Kerberos Authentication

 Kerberos Authentication in a Hadoop Cluster



What is Kerberos?

Kerberos is a network authentication protocol. 
It is designed to provide strong authentication for client/server applications. In Hadoop, there is two type of authentication.

1. Simple
2. Kerberos 
Simple is the default authentication that Hadoop uses, for Kerberos you need to setup Kerberos in your Hadoop cluster.

Setting up Kerberos

For setting up Kerberos on cluster one node act as KDC(Key Distribution Centre) server and other act as client or workstations.
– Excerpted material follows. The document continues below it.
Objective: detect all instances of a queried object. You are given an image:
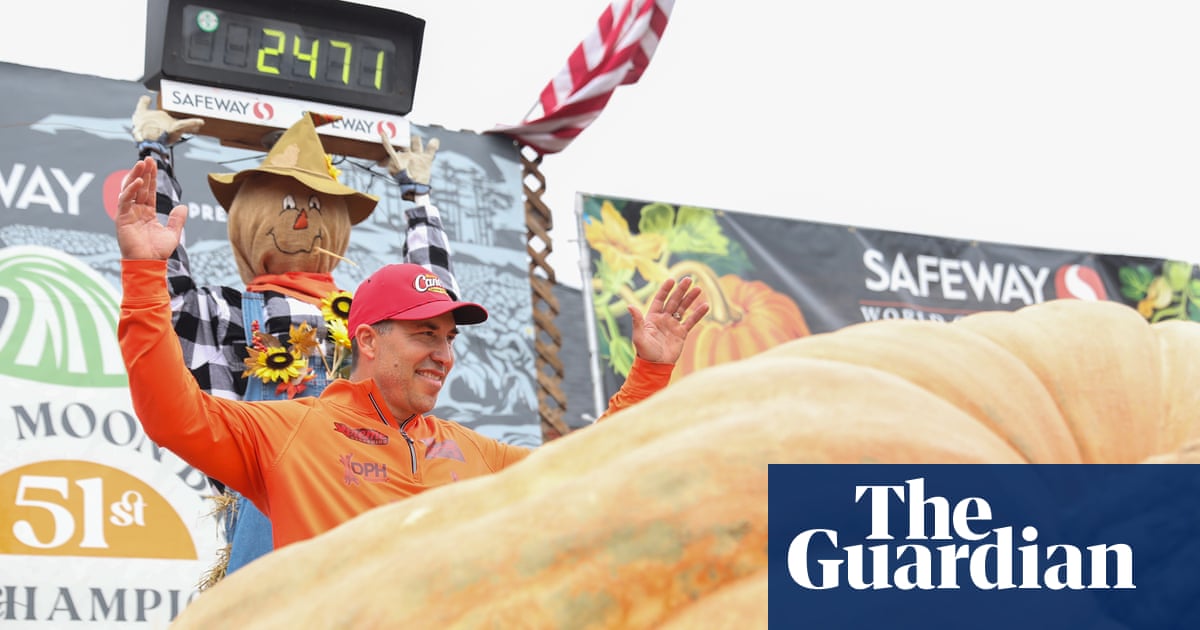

Kerberos is sensitive in some cases so there is some prerequisite that we need to take care before installing Kerberos on all the nodes.

1. Install NTP: In a Kerberos client/server setup, all the servers need to be in the same time zone with synchronized date and time as Kerberos is a time sensitive protocol because its authentication is based partly on the timestamps of the tickets. Follow below command for NTP installation on a Centos machine.


yum -y install ntp

ntpdate 0.rhel.pool.ntp.org

servive ntpd.service start


2. DNS Lookup: Configure DNS correctly and test that forward and reverse DNS lookup work. Follow below commands for DNS setup.

yum install bind-utils

For Forward Lookup:

nslookup <fqdn>

For Reverse Lookup:

nslookup <Public Ip>

KDC Installation:

Packages required for kdc setup are.

1. kkrb5-server : kdc server 
2. krb5-libs : admin package
3. krb5-workstation - client packege

Run the following command for installing these packages.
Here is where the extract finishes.